Iraqi girls play foosball Sunday in a camp for displaced families in Sulaimaniyah, 160 miles northeast of Baghdad. The camp plays host to 215 families, mostly Sunni, who have fled sectarian violence in Baghdad and the Diyala province.

? When a friend from the old neighborhood called Abu Ali after sunrise earlier in September to tell him that his house had been destroyed, the middle-aged Sunni confessed to himself that he felt happy.

He turned to his wife in bed and told her that the Americans had flattened their home in the Washash neighborhood and killed some of the Shiite militia members who kicked them out the previous September. They were people he had lived next to for years, people he greeted every day.

People who had killed his teenage son three months ago, leaving him with a bullet hole in his eye and forehead.
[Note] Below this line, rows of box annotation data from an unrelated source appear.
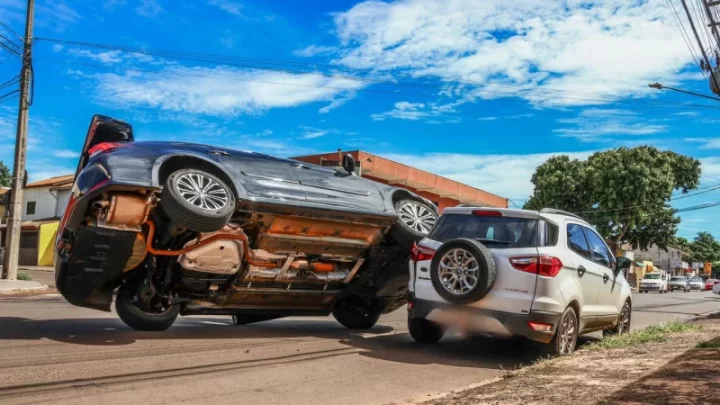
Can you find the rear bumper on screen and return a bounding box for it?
[55,228,136,311]
[408,295,562,343]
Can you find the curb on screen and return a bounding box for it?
[0,285,55,297]
[387,377,503,405]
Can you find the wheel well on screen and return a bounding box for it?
[158,156,238,197]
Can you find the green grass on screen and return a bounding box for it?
[588,322,702,350]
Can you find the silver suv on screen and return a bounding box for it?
[408,207,632,355]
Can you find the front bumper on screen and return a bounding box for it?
[408,295,562,343]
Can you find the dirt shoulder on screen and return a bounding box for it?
[422,316,720,405]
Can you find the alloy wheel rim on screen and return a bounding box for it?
[398,202,437,235]
[175,173,230,211]
[438,248,480,295]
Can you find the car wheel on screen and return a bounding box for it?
[332,296,382,329]
[408,317,445,344]
[391,199,440,247]
[160,169,235,232]
[430,239,497,304]
[546,307,578,356]
[603,302,632,336]
[115,280,180,331]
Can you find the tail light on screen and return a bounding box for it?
[88,142,122,156]
[410,243,435,262]
[510,256,563,277]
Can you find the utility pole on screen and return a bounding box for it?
[3,0,35,280]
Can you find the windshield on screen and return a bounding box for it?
[429,214,538,249]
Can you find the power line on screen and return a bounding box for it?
[665,0,705,76]
[0,21,24,41]
[36,37,714,108]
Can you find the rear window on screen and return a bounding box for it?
[429,214,558,249]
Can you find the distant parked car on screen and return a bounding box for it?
[668,276,690,292]
[688,277,705,291]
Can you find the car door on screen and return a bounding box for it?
[210,147,305,201]
[566,222,602,326]
[292,162,385,212]
[583,226,621,325]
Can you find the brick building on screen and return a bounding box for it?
[292,150,509,212]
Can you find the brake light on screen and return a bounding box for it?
[410,243,435,262]
[528,321,552,332]
[510,256,563,277]
[88,142,121,156]
[473,210,502,217]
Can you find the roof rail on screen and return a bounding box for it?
[540,208,585,221]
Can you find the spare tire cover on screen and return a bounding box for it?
[430,239,497,304]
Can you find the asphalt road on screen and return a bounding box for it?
[0,292,720,405]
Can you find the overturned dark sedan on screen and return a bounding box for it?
[55,115,438,331]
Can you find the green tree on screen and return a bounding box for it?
[0,161,12,187]
[525,146,700,251]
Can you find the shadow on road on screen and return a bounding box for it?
[0,317,592,370]
[606,338,720,404]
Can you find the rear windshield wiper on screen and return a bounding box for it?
[473,238,512,245]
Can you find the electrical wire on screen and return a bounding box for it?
[36,37,720,107]
[665,0,705,76]
[0,21,24,42]
[35,58,720,111]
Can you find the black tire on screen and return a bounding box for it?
[115,282,180,332]
[160,169,235,232]
[430,239,497,304]
[545,307,578,356]
[603,302,632,336]
[232,315,282,326]
[390,198,440,248]
[332,296,383,330]
[408,317,445,344]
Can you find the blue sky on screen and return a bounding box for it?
[0,0,720,240]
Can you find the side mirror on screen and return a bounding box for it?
[343,153,355,174]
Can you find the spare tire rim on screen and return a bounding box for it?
[438,248,480,295]
[175,173,230,211]
[398,201,437,235]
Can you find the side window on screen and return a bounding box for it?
[567,224,590,259]
[584,228,613,267]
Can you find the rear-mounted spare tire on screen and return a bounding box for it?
[160,169,235,232]
[430,239,497,304]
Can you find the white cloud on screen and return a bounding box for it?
[553,108,667,141]
[334,0,704,106]
[87,66,364,116]
[208,0,244,17]
[685,138,720,149]
[68,49,123,65]
[370,100,464,124]
[52,149,80,159]
[293,45,337,57]
[382,151,592,200]
[135,0,165,18]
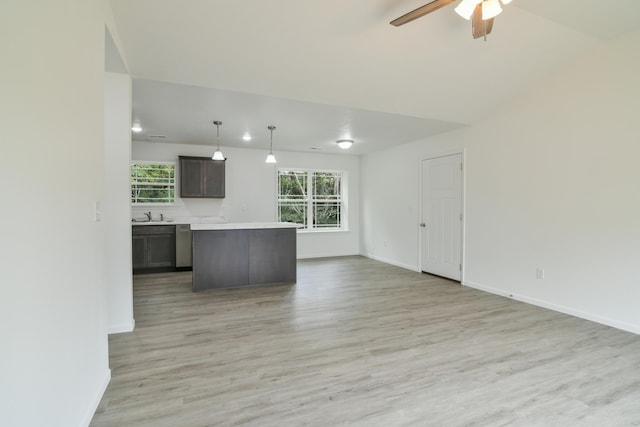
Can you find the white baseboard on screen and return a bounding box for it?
[360,253,420,273]
[81,369,111,427]
[107,319,136,335]
[296,252,360,259]
[462,281,640,335]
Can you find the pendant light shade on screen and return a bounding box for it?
[482,0,502,21]
[264,126,276,163]
[454,0,482,21]
[211,120,224,160]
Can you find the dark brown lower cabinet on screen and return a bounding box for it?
[131,225,176,274]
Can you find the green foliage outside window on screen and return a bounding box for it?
[131,163,176,204]
[278,170,342,229]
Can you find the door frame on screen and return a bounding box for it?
[417,148,467,285]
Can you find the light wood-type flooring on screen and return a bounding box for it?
[91,257,640,427]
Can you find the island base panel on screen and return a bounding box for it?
[192,228,296,291]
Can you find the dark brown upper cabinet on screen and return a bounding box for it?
[179,156,225,199]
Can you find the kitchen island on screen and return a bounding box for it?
[191,222,299,291]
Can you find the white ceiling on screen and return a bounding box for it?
[111,0,640,154]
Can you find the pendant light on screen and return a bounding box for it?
[264,126,276,163]
[211,120,224,160]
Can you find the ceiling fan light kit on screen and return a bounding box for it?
[454,0,482,21]
[391,0,511,40]
[482,0,502,21]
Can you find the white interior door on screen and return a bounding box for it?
[420,154,462,280]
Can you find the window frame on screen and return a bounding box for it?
[129,160,178,207]
[276,167,349,233]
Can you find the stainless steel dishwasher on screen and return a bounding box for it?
[176,224,192,270]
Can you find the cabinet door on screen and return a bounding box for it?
[131,235,147,270]
[146,234,176,268]
[180,159,204,197]
[203,160,224,198]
“God took our revenge for us,” his wife, a Shiite, answered.

He thought about the friend who had called with the news. His name was Sattar, and like the men who killed his son, he was a member of Muqtada al- Sadr’s Mahdi Army militia.

He replayed their conversation in his head.

“These are the same men who stole my house and killed my son,” Abu Ali, who didn’t want his real name used, had blurted in the receiver.

His friend fired back: “What about the women and children who were there?”

“This is God’s will,” he answered. “They deserved what happened.”

The two said goodbye. It was normal for them to talk, and Sattar would call back later with more information about the damage.

The two men had been friends for 10 years, and they were friends still, despite Sattar’s alliance with the locals who had forced Abu Ali from his home. Sattar remained loyal because Abu Ali had stood up for him when Sattar’s own brothers tried to cheat their sibling of money. Still, Abu Ali thought that his old friend frightened easily and never would help him in times of danger.

Their friendship shows the intimate nature of the war in Iraq – a war in which your enemies are often people you’ve known much of your life; in which your neighbors are often behind the very crimes committed against you; in which every slight, every injustice is recorded and the desire for vengeance runs deep.

At noon the day his home was destroyed, satellite news channels started broadcasting footage of the gutted block. Only then did his wife start crying. People from Washash claimed innocent civilians had been killed, while the U.S. military said fighters had sprayed gunfire from rooftops. Police put the death toll at 14.

Abu Ali didn’t care that the house was gone. He associated it with his dead son, Ali. “Everything is a bad memory,” he said.

Until they fled, he had lived on a quiet street in Washash. It was affordable on his salary running a small textile shop that manufactured women’s clothing. He even had gotten along well with the Mahdi Army. Some of his neighbors had joined the militia, and he readily paid them a protection fee of $3 per month to guard his district. “It was a good arrangement,” he said.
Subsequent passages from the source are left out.